[Python-Dev] 2.4a2, and @decorators
Phillip J. Eby
pje at telecommunity.com
Tue Aug 3 17:00:41 CEST 2004
At 07:32 AM 8/3/04 -0700, Guido van Rossum wrote:
> > In practical terms, all this means is that I'll just use the hacked
> > syntax until I no longer need to support Python 2.3.
>
>I don't understand why you prefer your hack over the established way
>to do decorators pre-2.4, which is
>
> def foo(): ...
> foo = staticmethod(foo)
For the same reason that PEP 318 was written in the first place: to improve
readability.
>This works across releases (including IronPython), doesn't require any
>magic, is documented, etc.
True; and most of my existing decorator-using code works this way, and I
don't plan on rushing out to change any of it any time soon.
> Isn't that much
>better than spending effort on hacks based on sys.settrace (which are
>surely going to produce bafflement from users who aren't familiar with
>that implementation hack)?
Well, up until recently, I thought the [] syntax was still a shoo-in and
that the settrace hack was just going to be a way to write
backwards-compatible code.
In the meantime, I've implemented a predicate-dispatch generic function
system using the settrace hack for PyProtocols 1.0, and don't want to have
to put off using it until 2.4. (FWIW, I still support 2.2.2, so "until
2.4" means maybe 1-2 years for me.) It looks like this:
[when("isinstance(x,Foo) and y>23")]
def do_something(x,y):
# code for when x is a Foo and y>23
[when("isinstance(x,Bar) and y<99")]
def do_something(x,y):
# code for when x is a Bar and y<99
Rendered without any decorator syntax, it would have to be something like:
def do_something_x_Foo_y_gt_23(x,y):
# code for when x is a Foo and y>23
do_something.add("isinstance(x,Foo) and y>23", do_something_x_Foo_y_gt_23)

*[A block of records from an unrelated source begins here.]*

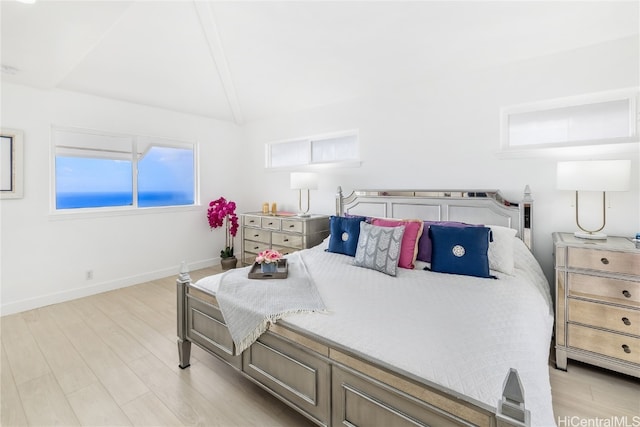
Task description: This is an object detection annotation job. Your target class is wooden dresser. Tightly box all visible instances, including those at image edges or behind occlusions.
[553,233,640,377]
[240,216,329,265]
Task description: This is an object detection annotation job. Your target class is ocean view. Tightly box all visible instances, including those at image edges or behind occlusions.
[56,191,194,209]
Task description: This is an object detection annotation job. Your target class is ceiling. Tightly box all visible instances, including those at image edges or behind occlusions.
[0,0,639,124]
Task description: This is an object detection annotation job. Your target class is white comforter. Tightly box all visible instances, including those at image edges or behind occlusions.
[196,239,555,427]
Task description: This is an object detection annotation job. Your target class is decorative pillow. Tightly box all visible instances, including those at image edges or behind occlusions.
[353,222,404,276]
[429,225,494,277]
[327,216,365,256]
[416,221,482,262]
[487,225,517,275]
[371,218,424,269]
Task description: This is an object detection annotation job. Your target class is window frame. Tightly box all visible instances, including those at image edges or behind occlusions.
[49,125,200,219]
[499,88,640,154]
[264,130,361,170]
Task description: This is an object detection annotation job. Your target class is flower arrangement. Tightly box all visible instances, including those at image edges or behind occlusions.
[207,197,239,259]
[256,249,283,264]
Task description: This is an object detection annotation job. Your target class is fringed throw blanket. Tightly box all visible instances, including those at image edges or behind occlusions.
[216,252,325,354]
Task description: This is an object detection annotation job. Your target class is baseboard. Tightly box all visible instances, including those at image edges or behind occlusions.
[0,259,219,316]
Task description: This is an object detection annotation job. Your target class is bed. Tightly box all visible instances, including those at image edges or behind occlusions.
[177,187,555,426]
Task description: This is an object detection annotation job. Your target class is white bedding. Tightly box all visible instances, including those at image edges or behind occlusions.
[195,239,556,426]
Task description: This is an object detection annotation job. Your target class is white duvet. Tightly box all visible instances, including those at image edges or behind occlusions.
[195,239,556,426]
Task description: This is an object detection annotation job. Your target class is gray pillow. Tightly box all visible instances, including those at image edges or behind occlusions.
[353,221,404,276]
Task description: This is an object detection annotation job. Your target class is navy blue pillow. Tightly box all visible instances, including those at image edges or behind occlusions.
[327,216,365,256]
[429,225,495,278]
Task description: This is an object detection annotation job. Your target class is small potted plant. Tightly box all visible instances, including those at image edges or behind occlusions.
[207,197,239,270]
[256,249,283,273]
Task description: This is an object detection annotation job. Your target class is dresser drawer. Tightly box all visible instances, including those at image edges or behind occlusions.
[568,325,640,364]
[242,215,262,227]
[261,217,280,230]
[282,219,302,234]
[569,273,640,307]
[273,246,298,255]
[244,228,271,243]
[244,239,271,254]
[569,299,640,336]
[271,233,302,249]
[568,248,640,275]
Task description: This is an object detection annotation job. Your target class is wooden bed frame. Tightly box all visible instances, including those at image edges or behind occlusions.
[177,186,533,427]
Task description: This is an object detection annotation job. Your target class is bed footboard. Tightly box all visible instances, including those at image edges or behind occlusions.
[177,268,530,427]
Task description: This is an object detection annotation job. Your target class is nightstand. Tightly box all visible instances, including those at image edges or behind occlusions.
[553,233,640,377]
[240,212,329,265]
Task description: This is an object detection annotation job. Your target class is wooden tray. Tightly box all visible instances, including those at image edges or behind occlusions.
[249,259,289,279]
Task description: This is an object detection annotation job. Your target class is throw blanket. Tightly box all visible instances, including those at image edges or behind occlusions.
[216,252,325,354]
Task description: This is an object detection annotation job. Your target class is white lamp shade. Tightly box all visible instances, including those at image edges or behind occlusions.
[557,160,631,191]
[291,172,318,190]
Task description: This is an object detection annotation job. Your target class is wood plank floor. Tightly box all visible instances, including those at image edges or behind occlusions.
[0,268,640,426]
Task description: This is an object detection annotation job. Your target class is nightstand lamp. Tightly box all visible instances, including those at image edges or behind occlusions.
[557,160,631,239]
[291,172,318,217]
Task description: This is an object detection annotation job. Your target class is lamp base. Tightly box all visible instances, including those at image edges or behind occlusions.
[573,231,607,240]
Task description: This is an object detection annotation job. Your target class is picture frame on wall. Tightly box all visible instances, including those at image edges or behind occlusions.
[0,128,24,199]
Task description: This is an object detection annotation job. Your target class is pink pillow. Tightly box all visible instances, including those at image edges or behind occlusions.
[371,218,424,269]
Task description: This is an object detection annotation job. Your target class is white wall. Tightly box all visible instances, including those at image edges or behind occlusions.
[246,38,640,279]
[0,83,243,314]
[0,38,640,314]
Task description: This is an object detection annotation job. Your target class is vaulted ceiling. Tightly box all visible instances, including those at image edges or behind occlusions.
[0,0,639,123]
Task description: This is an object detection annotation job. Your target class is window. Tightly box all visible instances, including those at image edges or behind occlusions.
[501,90,638,150]
[265,131,359,168]
[52,128,195,210]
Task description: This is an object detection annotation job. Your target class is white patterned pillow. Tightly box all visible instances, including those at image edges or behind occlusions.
[353,221,405,276]
[487,225,517,275]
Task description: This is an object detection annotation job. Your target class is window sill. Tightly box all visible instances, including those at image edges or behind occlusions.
[496,141,640,159]
[49,204,202,221]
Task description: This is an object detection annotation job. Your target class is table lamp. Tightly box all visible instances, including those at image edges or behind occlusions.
[291,172,318,217]
[557,160,631,239]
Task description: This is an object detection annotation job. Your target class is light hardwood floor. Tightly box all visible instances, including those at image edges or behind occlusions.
[0,269,640,426]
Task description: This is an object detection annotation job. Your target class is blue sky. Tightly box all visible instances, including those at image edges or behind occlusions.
[56,147,194,193]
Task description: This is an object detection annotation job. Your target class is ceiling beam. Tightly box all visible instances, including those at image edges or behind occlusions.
[193,0,243,125]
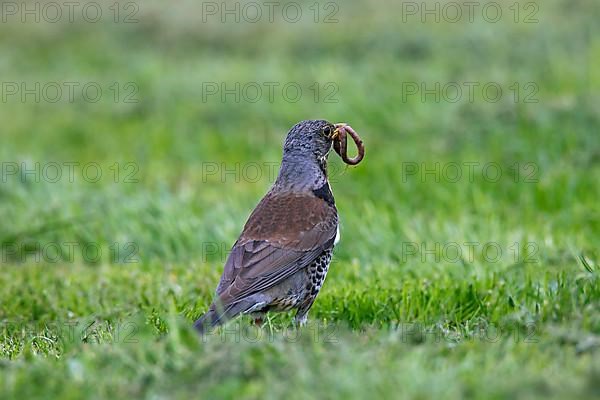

def do_something_x_Bar_y_lt_99(x,y):
# code for when x is a Bar and y>99
do_something.add("isinstance(x,Bar) and y>23", do_something_x_Bar_y_lt_99)
...which is a significant loss in readability.
Now, it's true that this will just become '@when("whatever")' in 2.4, and
I'm *fine* with that, just disappointed that the syntax won't be forward
compatible.
Indeed, what I'd rather focus on is making sure that the *semantics* will
be forward compatible. Which I think they will be. What I'll probably do
is make 'when()' and other decorators return a callable that deactivates
the trace hack as a side effect of performing the decoration. That way,
[when()] and @when() can coexist in a code base during the migration period.